Under EO 138, national government agencies and LGUs were required to create and submit Devolution Transition Plans (DTPs) detailing how responsibilities for public works, health care, social welfare, and agricultural services would be permanently turned over to local administrations.

== Issues and challenges ==
While the ruling drastically increased the total budget pool for LGUs (increasing the 2022 allocation by an estimated 55%), it exposed structural weaknesses in Philippine decentralization.

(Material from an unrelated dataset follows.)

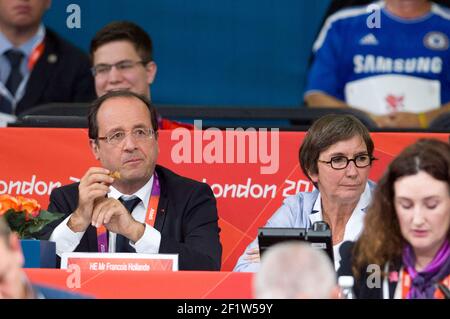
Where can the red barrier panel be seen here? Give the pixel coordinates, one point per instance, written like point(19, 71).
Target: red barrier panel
point(249, 172)
point(162, 285)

- Capacity Limitations: Many municipalities lacked the technical expertise and manpower to absorb and execute major infrastructure and social service projects formerly handled by the national government.
- Horizontal Fiscal Inequality: The existing allotment formula strictly relies on land area and population rather than poverty incidence or actual fiscal need. Consequently, wealthier urban cities receive massive budget windfalls, while lower-income municipalities still struggle to fund basic devolved services.
- Local Health Systems: Concerns were raised regarding the fragmentation of the healthcare system. With the burden of financing rural health units and local hospitals shifting heavily to LGUs, there were fears that health budgets might be sidelined by local chief executives in favor of more politically visible infrastructure projects.

To mitigate these disparities, policy researchers and the World Bank advocated for the implementation of strong fiscal equalization programs, such as a Growth Equity Fund, to directly subsidize disadvantaged municipalities struggling with the transition.